Вот тебе и ведьма. Предусмотреть такой малости не смогла, чёртова баба!
— Эй, стой, бисово племя! – загорланил издали один из спускающихся наперерез всадников. – Куды разогналися? Ну-ка, подорожную кажи!
Хома пытался объяснить, что не просто так ехали, а с дозволения и по панской надобности, сугубо благородные люди, опять же, герб на дверце… Да куда там – кончик сабли-ордынки мелькал у носа, наглые хлопцы крыли кучера пёсьей кровью и тупым кацапом, велели к ясновельможному пану на коленях бежать. Легковесного Анча сдёрнули с козел, макнули в грязь. Проклятая ведьма, как нарочно, дохлой мышью в карете затаилась…
… Гайдуки, оскальзываясь на мокрой траве, рысью взбежали на пригорок, где пестрела группа пышных всадников.

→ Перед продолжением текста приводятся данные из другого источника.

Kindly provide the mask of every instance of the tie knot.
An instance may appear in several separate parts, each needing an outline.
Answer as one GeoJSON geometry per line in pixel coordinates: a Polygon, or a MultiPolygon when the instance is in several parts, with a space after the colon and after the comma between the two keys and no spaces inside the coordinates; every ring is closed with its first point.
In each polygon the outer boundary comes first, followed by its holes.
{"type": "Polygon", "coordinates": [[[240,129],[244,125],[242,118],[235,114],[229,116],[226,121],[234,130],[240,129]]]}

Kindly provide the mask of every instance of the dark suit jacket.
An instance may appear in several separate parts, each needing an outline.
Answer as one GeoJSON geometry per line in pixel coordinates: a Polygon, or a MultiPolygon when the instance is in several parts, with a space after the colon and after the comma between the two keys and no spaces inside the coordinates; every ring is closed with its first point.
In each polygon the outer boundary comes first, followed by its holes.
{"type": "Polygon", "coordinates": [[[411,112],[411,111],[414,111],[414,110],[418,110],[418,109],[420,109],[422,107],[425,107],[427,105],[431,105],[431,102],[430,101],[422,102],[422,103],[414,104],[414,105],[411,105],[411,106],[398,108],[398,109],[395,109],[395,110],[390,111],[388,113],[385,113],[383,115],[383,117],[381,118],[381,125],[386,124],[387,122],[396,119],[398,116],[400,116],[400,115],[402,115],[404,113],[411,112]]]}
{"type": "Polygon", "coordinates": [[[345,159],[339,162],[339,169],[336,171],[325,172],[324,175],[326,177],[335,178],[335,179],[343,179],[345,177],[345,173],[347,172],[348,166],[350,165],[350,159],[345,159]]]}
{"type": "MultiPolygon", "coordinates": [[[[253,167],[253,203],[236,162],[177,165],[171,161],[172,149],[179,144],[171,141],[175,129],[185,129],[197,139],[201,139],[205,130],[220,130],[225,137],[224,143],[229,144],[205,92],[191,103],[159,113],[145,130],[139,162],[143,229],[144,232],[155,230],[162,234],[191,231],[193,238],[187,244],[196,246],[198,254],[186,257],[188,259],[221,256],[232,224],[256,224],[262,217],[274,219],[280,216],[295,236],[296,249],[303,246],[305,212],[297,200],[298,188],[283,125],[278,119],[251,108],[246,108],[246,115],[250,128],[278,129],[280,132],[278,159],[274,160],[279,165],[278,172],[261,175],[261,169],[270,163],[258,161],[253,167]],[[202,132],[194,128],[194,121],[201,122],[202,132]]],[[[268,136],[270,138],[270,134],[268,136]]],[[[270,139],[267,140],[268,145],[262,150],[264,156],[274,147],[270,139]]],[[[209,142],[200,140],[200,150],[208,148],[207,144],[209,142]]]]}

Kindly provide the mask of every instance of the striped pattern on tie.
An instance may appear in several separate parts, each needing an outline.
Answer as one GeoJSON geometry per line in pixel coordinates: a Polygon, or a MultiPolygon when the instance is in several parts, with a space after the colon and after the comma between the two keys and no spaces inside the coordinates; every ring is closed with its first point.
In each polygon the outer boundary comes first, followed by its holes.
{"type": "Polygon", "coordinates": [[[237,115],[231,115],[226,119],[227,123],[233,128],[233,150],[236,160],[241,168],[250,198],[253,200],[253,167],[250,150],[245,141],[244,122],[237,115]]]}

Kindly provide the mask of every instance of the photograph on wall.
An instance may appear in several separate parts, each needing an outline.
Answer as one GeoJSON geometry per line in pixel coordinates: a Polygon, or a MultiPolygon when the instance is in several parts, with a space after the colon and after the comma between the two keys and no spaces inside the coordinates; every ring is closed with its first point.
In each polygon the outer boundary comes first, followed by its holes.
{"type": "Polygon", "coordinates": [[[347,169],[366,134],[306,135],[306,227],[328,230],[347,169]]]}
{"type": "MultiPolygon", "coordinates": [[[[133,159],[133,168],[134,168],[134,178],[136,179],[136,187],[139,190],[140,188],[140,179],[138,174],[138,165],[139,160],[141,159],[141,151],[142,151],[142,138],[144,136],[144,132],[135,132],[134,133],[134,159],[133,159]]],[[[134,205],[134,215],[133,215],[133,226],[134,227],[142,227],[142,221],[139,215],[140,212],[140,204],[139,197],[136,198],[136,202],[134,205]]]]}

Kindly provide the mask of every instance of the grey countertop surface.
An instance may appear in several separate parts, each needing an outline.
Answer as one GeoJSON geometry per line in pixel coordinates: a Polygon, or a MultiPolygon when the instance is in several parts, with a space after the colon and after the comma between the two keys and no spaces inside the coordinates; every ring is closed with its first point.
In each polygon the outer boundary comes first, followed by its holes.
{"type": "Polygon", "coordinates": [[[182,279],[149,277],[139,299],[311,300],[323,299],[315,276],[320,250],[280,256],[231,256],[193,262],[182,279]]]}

— Запросто рубанет, живоглот, — проскулил кобельер.
— Не, не срубит. Не по нашей добродетели такое жизнеокончание будет, — возразил Хома. – Повесить, это с легкостью. Вон и удавка готова…
Петля перекинутой через ветвь верёвки, действительно, с недоброй готовностью покачивалась. Надлежало что-то предпринять, поскольку на пани Фиотию (шоб ей кишки повыдавило) надежды не имелось.
— Ясновельможный пан Лащинский! – завопил Хома, срывая с себя шапку и обращаясь к самому яркому малиновому пятну, что расселось в седле с особою, истинно панской лихозадостью. – Счастье-то какое! А в треклятом Пришебе болтают «не знаем, да не знаем, где пан Лащинский»…
— О чем лает свинюк холопий? – спросил у своей лошади молодой всадник. – Взять его, пёсьего собака, за рёбра…
Несколько всадников соскочили с сёдел, но благоразумный Хома уже свалился на колени, и принялся долбить лбом землю, вбивая истовые поклоны. Всё равно пхнули кулаком в шею, выдрали из-за кушака пистолеты…
— Кто таковы? Уж не злодеи ли? – не глядя на ничтожных, молвил красавец пан Лащинский.
Хома поспешно принялся излагать про занедужившего пана-хозяина, о тщетных усилиях пришебских лекарей и горестной кончине болящего. Пан Лащ слушал как-то рассеянно, глядел поверх – то ли от немыслимого врожденного благородства, то ли оттого, что на дороге что-то происходило.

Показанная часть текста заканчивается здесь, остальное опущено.